In 2005 a baccalaureate degree became the standard for entry to registered nursing practice in Ontario, and there was a scramble in the years preceding to set up collaborative programs between the CAATs (colleges of applied arts and technology) which had previously administered the three-year diploma programs and the universities who would be granting the new four-year degrees. During this process, one new university program I am familiar with rather haughtily decreed that no mere BScN (or, God forbid, a diploma RN) would sully the ranks of its clinical instructors, most of whom taught part-time in the CAAT system while working full-time clinical positions. You see, BScNs couldn’t possibly teach clinical: they didn’t have the proper credentials, despite having years of experience that collectively ran into centuries. The university nursing program then proudly hired MScNs and Ph.Ds to fill the very large holes left by the departure of the BScNs.

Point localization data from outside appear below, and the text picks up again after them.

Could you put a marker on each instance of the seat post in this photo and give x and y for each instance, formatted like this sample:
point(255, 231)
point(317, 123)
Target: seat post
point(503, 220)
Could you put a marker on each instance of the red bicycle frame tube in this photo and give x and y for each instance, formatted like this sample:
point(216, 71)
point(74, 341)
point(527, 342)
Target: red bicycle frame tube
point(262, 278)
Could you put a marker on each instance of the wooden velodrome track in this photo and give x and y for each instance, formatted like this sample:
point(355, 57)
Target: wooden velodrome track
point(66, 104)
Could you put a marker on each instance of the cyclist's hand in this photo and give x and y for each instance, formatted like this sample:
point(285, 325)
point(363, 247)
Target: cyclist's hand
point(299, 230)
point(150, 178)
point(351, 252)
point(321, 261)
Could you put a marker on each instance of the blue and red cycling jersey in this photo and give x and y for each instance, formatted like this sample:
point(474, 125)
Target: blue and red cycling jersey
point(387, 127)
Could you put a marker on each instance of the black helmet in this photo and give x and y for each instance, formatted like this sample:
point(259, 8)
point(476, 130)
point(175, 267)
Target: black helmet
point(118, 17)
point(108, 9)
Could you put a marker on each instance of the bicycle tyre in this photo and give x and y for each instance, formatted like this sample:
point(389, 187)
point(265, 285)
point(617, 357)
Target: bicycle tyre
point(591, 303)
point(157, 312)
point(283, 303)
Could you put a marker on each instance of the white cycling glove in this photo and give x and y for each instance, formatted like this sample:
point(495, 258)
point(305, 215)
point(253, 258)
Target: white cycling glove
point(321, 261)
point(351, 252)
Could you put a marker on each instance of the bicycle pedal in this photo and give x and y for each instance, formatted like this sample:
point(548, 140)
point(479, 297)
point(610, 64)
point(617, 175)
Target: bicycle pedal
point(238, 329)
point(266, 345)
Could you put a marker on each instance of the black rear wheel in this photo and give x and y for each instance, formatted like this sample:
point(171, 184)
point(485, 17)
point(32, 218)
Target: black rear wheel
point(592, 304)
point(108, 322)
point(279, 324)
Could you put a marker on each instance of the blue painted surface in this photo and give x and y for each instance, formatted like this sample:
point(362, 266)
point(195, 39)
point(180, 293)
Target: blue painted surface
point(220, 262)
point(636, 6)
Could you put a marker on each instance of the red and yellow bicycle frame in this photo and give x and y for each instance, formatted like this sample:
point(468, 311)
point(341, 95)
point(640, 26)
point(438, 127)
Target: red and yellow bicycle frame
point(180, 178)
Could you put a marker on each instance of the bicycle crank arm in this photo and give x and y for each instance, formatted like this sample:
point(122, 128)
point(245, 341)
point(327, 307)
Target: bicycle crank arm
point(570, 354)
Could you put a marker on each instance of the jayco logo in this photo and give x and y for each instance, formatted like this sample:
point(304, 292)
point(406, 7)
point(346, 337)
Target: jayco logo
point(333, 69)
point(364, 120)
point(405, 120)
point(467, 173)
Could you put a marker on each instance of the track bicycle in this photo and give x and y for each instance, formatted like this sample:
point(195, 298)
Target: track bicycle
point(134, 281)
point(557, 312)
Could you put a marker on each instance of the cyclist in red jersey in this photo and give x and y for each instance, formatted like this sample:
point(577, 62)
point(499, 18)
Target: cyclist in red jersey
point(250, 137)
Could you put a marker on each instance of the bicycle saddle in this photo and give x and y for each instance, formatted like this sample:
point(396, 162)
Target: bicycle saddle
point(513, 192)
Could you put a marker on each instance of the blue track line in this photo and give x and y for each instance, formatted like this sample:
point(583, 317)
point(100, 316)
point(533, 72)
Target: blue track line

An excellent plan — until the program administrators realized all their new hires had little or no actual front line, bedside clinical experience. I suppose they had read about it somewhere. However, it quickly became evident they were not competent — and were even dangerous — acting as clinical instructors.
I was thinking of this story when I read Terri Schmitt’s excellent post on her blog about the push for not just graduate degree holders in nursing programs, but nurses with the degree in the somewhat esoteric field of nursing education:
I think nurses with graduate degrees in nursing education are critical to the education process. However, I recently was made aware of one nursing program that openly told its faculty that they will not get promoted if they do not have a degree in nursing education. This proclamation was made after they had hired nurses with degrees in clinical areas like CNSs or NPs. Those faculty members, some who are the most clinically competent that I have ever met, were basically told that they were second class citizens. To me, and this is purely my observation, it had the feel of lateral violence.
I am not clear, exactly, what exactly a degree in nursing education means, and why nursing (alone of any profession, or indeed any academic discipline) needs a speciality to teach itself. Is there some previously unknown aspect in the pedagogy of nurses which uniquely requires this degree? I’m doubting it. A quick online search reveals MScNs in “Nursing Education” from such places as Jacksonville University and Drexel University in online courses. The cynical portion of my brain — admittedly a large part — thinks that “nursing education” programs are less an academic discipline than a niche marketing position, to differentiate themselves from a “generic” MScN. “Nursing Education” may well be a credential too far, but yet it seems some nurses have bought into it.
Nurses are very quick to add letters of all shapes and sizes after their names. We see not only degrees, but certifications and specialities, and even degrees not yet awarded. (My personal favourite is the MScN (Cand.), which I have observed lingering after some nurses’ names like a bad smell for years.) I have often puzzled over this obsession with credentials in nursing. It worries me, a little, that in the push and requirement for ever more exotic credentials, nursing will lose a great deal of diversity and perspective, especially in its leadership. Think that Florence Nightingale, who despite prodigious accomplishments, would not be qualified to teach at the university program I mentioned above. Hildegarde Peplau, who revolutionized nursing education and the nursing profession, would be fired because she didn’t hold a degree in “Nursing Education.”
Credentials are good, as far as they go. They are a public declaration of qualifications. Credentialism, where degrees are unthinkingly required for their own sake in the vain hope of producing some undesirable uniformity, is the result of some very unflattering pathology in the nursing profession. Nurses and nursing still tend to undervalue their degrees and education, especially vis-à-vis physicians. Wielding degrees has become an exercise in compensation. Having the “speciality” of nursing education is just another way to do it. In this context, Terri Schmitt is probably on the money when she suggests some nurses use their superior education as a weapon. Personally, I do get a little tetchy at the inherent, unspoken assumption the granting of any graduate degrees confers some magical superiority as a nurse. I don’t see see the point of knocking down one part of the profession to build up another. We all need to go forward together. All nurses have a valuable contribution to make to our profession, not just the ones with long strings of letters following their names.